I mainly get sponsored for working on Zeitgeist and related stuff for GNOME and KDE  (development, bug fixing and specs definition). Some of the things I worked on were:

  • Zeitgeist extensions for GNOME Shell: The purpose of the extensions is to integrate some Zeitgeist experience into GNOME Shell. The experience comes in form of three extensions (you can grab the source from here)
  • Jumplists: Displays the recently/most used files used with the apps  displayed in GNOME Shell. The extension has been uploaded to extensions.gnome.org

  • Journal: Zeitgeist based activity-history journal as a gnome-shell overview tab. It allows you to access you files via GNOME Shell and sorts them for you in chronological order. The extension has been uploaded to extensions.gnome.org

 

  • Search: Makes the Shell search via Zeitgeist and and categorize the results better. I will upload it to the extensions website when the highlighting issue is fixed.

  • Activity Log Manager: Due to popular demand we needed to hack on a privacy tool. Along side Manish Sinha, JP Lacerda, Stefano Candori and Siegfried Gevatter, we developed ALM. It is a graphical user interface which lets you easily control what gets logged by Zeitgeist. It supports setting up blacklists according to several criteria (such as application or file types), temporarily stopping all logging as well as deleting recent events. ALM will be seeing deeper integration into Ubuntu and hopefully GNOME too soon. You can grab the code from here.
   
  • Gedit Dashboard: Michal Hruby’s idea during the hackfest has become reality, after Hylke Bons and I spent almost a month working on it from scratch. The idea was to have a “Google Chrome”-like dashboard for gedit as well as a quick search. The patient and kind Gedit folks helped me clean up the code and now its part of gedit-plugins. This is my favorite plugin for gedit now. You can get it from http://git.gnome.org/browse/gedit-plugins.

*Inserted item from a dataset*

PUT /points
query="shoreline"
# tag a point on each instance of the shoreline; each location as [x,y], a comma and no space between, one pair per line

  • libqzeitgeist (now maintained by the amazing Trever Fischer): libqzeitgeist was developed by Abner Silva and JP Whiting. It allows easier development for KDE apps. It is used in Trever’s plugin for KDE Activity Manager to push events directly into Zeitgeist. Trever is now maintaining the library and added QML support. You can find the work here.
  • Zeitgeist Engine: Of course since all the previous work is powered by Zeitgeist we had to work on getting Zeitgeist better and better. They sponsored my development and maintenance with the team for the 0.7 and 0.8 series and  backed up our GNOME sponsored hack-fest. The biggest accomplishment was done when we ported Zeitgeist to Vala, resulting in less memory consumption and much better start-up times.
  • Epiphany Zeitgeist History (under development): I am working on patching Epiphany to use Zeitgeist as it main storage for History and “Frecency Search”. The Epiphany guys already have a history rewrite branch in which I am sneaking in some code to replace their SQLite back-end. In the end its less code then what they have :P
  • Gtk-RecentManager (worked on designing the API with Federico, Siegfried and Michal Hruby): One of the tasks that emerged during the Desktop Summit was replacing the Gtk.RecentManager logic (which has some flaws). We started designing and discussing the issues at hand on LGO. Implementation is now being done by Siegfried and Federico.

What is next?

Collabora currently also sponsors Siegfried Gevatter for his work on Zeitgeist since last March. I will be trying to do some more GNOME related work. Currently I am trying to work on prototypes for the GNOME Design team to help them evaluate their designs. I will also be experimenting with some internal Zeitgeist algorithms stuff soon. I don’t really know what is next. But I hope we can go further into integrating more with GNOME applications and becoming a blessed GNOME module.

Fun fact?

I used GAJ to write down my Zeitgeist development hours for Collabora. Pretty helpful tool. I can tell how long a file was open and how many times I modified it.